Advanced metadata design

Read(982) Label: advanced metadata, metadata,

The Semantic layer subsection has explained the process of creating the metadata file. Besides the basic configuarion, there are advanced configurations in the metadata, involving foreign key, logical table’s level function and subtables. The previous subsection illustrates how to use the advanced configurations, and this subsection will take a further step to inroduce the advanced metadata design.

Foreign key

We can define the foreign key as needed. Similar to the association between database tables, association is created between two DQL tables if a DQL table’s foreign key field points to the primary key of another DQL table.

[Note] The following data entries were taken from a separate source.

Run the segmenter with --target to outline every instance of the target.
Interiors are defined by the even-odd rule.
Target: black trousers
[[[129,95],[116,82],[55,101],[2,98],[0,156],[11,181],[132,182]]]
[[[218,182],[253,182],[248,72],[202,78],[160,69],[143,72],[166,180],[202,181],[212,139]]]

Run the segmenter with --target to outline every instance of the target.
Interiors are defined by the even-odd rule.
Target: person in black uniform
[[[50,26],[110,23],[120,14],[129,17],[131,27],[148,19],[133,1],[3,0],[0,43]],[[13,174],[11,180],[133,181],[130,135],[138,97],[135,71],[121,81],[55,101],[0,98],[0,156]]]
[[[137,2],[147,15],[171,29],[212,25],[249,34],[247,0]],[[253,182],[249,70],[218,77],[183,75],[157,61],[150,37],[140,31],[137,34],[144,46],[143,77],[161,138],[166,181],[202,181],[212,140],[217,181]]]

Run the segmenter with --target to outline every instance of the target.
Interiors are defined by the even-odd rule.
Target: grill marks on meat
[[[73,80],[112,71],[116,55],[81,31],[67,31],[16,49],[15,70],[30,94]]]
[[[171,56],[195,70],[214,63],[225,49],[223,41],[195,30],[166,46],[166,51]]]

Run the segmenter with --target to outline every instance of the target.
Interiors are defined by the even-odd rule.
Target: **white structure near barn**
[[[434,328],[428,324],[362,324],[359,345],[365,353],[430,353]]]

Foreign key name: The foreign key name can be directly edited, and should be unique within the current table otherwise errors will happen during the foreign key reference. When a foreign key consists of only one field, usually an alias will not be specified for it but instead the field name is used directly. If a foreign key consists of multiple fields, we must use the Foreign key name when referencing a field of table referenced by the foreign key. In the above screenshot, fk1, fk2 and fk3 are all foreign key names and fk2 is selected.

Referenced table name: Name of the table pointed by the foreign key. When the referenced table has a unique primary key and the key does not act as the foreign key, the table is called dimension table (simply called dimension). In the above screenshot, the dimension table is Product.

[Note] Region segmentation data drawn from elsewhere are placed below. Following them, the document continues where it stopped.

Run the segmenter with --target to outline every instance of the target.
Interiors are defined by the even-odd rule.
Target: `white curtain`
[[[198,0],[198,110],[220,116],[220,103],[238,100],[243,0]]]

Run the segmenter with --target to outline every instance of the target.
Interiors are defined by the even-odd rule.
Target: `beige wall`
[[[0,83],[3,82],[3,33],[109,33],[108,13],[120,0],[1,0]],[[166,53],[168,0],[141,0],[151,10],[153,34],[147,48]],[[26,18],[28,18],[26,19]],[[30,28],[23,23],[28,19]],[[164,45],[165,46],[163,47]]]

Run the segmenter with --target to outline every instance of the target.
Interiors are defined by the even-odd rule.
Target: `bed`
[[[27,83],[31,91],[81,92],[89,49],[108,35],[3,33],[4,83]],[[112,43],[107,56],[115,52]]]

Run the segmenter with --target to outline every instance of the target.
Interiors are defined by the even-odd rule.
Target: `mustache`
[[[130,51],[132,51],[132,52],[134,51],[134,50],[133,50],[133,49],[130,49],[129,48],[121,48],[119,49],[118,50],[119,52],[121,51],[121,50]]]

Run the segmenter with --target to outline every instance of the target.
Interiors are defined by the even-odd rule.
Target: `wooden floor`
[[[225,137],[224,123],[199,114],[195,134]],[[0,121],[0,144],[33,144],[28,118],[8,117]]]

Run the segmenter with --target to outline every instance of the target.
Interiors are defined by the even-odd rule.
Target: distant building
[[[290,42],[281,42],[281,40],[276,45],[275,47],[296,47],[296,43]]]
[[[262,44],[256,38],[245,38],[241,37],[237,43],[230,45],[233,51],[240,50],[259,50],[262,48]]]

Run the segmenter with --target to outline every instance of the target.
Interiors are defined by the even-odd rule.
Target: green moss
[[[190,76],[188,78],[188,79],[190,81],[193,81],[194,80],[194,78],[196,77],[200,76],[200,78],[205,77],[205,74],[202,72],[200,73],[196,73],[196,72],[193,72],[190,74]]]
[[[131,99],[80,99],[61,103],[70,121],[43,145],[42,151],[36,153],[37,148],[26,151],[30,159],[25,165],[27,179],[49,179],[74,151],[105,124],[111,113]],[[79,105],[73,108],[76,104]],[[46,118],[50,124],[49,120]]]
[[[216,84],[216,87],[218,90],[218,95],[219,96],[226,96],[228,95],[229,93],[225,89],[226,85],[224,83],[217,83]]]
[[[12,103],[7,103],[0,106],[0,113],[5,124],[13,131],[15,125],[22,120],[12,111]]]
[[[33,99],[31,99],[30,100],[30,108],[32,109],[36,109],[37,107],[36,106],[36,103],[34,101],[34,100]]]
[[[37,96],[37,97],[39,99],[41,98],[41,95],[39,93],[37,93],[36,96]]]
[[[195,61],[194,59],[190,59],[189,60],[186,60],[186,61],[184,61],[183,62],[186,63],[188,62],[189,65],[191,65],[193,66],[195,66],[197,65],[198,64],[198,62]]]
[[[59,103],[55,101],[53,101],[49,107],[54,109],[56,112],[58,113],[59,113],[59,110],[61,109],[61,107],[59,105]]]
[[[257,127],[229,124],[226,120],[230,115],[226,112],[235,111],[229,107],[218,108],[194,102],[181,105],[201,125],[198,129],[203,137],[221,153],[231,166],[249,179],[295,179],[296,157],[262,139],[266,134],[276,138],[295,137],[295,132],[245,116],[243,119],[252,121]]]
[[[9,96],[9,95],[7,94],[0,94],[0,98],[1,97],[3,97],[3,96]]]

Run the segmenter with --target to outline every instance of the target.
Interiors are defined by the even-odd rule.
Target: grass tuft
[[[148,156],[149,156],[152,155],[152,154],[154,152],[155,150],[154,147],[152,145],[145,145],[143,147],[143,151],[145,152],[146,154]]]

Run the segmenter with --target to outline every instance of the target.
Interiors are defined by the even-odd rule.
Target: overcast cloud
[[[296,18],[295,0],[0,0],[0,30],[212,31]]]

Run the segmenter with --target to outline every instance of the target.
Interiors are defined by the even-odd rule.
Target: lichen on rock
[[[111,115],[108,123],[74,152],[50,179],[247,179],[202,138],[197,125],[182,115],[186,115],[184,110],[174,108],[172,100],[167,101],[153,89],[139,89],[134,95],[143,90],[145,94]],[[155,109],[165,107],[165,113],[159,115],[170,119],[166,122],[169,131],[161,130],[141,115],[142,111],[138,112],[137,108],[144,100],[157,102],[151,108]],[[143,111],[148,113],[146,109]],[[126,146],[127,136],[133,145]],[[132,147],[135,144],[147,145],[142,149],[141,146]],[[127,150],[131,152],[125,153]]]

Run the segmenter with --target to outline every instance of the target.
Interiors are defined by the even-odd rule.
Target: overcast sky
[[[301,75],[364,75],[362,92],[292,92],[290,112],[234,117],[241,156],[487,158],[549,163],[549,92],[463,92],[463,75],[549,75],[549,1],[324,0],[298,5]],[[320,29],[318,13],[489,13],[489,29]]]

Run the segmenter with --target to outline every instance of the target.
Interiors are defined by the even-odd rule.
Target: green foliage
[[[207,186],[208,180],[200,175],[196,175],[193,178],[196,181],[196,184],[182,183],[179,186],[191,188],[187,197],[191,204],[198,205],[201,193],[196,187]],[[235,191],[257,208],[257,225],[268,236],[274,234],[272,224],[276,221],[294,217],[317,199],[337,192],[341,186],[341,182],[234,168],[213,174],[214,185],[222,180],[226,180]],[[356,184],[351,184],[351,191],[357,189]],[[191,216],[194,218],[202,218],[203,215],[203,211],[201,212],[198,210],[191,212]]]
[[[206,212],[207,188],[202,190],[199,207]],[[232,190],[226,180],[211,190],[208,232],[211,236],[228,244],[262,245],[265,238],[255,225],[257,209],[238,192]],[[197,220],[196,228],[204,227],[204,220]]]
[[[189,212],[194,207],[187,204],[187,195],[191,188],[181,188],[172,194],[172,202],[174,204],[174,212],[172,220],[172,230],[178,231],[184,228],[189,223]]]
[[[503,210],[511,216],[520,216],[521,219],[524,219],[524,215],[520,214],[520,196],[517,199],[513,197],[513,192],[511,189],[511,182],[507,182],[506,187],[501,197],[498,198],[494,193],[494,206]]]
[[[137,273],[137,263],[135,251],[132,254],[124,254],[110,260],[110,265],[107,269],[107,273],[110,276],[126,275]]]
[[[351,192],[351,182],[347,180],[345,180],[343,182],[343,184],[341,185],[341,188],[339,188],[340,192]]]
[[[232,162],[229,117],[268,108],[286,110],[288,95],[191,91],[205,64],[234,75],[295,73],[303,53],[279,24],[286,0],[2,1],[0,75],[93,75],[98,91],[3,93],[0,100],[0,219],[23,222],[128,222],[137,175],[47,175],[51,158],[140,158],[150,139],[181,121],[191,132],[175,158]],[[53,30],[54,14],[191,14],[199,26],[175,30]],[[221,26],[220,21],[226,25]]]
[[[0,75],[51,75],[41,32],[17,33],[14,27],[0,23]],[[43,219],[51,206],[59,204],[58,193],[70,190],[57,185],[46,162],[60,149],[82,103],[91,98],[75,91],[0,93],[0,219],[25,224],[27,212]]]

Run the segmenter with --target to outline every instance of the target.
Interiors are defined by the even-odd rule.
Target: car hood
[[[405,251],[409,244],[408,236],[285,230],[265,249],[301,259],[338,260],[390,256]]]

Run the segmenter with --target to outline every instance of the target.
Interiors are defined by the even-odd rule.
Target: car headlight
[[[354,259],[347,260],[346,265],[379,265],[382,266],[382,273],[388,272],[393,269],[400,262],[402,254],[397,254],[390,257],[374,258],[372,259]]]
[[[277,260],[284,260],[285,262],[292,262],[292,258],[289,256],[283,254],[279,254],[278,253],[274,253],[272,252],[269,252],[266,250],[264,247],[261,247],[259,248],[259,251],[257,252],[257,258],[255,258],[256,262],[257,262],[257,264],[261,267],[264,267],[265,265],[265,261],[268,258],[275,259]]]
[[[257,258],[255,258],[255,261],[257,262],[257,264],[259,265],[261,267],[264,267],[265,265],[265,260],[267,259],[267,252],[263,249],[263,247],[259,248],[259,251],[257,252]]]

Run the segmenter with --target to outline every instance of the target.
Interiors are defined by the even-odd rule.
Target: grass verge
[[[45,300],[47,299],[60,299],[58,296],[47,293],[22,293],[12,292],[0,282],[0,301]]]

Referenced field: The primary key of the table pointed by the foreign key. In the above screenshot, the referenced field is ProductID, which is Product table’s primary key.

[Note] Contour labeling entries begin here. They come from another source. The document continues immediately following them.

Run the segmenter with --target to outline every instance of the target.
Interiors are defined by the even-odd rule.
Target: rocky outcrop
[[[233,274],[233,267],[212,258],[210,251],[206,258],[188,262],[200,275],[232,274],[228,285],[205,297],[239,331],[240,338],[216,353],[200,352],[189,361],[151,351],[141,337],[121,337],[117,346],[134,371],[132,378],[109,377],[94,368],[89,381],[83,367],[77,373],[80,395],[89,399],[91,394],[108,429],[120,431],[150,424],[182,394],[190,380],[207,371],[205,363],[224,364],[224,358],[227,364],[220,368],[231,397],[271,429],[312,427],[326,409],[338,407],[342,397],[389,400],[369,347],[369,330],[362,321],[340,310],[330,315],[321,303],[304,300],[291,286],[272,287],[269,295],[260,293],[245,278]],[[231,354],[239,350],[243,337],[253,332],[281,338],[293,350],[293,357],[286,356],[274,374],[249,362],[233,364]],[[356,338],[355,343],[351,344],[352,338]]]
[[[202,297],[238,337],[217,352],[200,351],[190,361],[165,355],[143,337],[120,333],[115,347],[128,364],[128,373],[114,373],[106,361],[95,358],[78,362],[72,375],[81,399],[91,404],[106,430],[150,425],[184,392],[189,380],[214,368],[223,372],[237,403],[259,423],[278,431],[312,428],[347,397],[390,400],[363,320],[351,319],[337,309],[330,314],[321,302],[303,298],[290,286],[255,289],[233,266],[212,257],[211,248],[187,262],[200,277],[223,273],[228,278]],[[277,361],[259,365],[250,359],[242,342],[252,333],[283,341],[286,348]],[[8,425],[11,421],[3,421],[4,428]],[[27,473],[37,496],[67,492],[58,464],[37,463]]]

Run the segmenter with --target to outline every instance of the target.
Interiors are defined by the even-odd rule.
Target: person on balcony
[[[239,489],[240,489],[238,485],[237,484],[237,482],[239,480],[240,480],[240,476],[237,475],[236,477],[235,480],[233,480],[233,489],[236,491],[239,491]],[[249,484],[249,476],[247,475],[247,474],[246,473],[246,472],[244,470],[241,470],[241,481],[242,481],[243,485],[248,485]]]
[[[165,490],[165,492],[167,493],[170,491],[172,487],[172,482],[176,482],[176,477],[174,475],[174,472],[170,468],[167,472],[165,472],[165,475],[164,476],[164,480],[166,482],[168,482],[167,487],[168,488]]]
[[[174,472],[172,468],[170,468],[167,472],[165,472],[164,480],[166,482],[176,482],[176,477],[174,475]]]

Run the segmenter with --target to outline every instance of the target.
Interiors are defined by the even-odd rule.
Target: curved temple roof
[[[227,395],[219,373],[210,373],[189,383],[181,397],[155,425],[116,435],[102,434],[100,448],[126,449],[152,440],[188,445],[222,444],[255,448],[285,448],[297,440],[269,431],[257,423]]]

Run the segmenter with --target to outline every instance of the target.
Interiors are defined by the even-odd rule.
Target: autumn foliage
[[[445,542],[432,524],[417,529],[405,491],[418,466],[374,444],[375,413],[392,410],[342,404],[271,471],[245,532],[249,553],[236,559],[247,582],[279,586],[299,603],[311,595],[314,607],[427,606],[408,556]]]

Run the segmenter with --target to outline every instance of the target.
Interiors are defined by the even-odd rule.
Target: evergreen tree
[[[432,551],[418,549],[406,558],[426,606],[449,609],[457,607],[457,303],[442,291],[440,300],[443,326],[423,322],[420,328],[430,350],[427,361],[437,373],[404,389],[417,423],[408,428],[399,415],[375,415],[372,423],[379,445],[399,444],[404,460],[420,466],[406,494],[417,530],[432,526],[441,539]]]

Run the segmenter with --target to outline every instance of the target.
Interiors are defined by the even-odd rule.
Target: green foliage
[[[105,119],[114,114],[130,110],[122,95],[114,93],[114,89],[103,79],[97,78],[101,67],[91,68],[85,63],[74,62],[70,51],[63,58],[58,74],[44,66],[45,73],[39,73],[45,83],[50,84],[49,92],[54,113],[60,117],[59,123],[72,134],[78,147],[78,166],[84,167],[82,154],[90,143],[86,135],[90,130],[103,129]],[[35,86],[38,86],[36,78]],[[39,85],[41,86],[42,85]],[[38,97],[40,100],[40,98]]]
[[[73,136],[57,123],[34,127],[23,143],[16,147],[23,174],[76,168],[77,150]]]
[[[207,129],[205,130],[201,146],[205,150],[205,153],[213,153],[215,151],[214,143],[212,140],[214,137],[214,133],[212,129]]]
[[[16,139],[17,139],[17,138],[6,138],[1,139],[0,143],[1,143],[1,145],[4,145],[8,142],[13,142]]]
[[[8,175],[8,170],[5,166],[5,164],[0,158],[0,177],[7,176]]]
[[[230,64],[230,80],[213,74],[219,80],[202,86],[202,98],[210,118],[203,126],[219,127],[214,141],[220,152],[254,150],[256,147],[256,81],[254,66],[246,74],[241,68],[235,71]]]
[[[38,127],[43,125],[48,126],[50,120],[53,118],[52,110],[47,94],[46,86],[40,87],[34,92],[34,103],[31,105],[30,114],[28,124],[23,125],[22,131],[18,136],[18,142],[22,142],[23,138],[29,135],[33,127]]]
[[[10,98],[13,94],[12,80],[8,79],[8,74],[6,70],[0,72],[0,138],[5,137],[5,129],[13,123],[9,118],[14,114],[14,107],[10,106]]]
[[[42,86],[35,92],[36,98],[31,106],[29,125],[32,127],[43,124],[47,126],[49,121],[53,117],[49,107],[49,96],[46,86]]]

Foreign key filed: Field values of the current table correspond to those of referenced field one by one. In the above screenshot, Inventory table’s foreign key field is ProdcutID.

In DQL, a foreign key field and a dimension field have equal positions. We can regard a foreign key field as a dimension field.

Any table’s primary key can be regarded as a dimension field. When a table’s primary key is also the foreign key, the primary key’s dimension is the dimension pointed by the foreign key. When a primary key isn’t a foreign key, its dimension is itself. For a non-primary key field, it becomes a dimension field only when it is used as the foreign key and the field’s dimension is the dimension pointed by the foreign key.

Example:

 

According to the above figure, ReturnedPmt table’s CustomerID field points to Customer table’s CustID field. The relationship between ReturnedPmt and Customer is many to one. Related conceptions are as follows:

Foreign key field: ReturnedPmt table’s CustomerID field.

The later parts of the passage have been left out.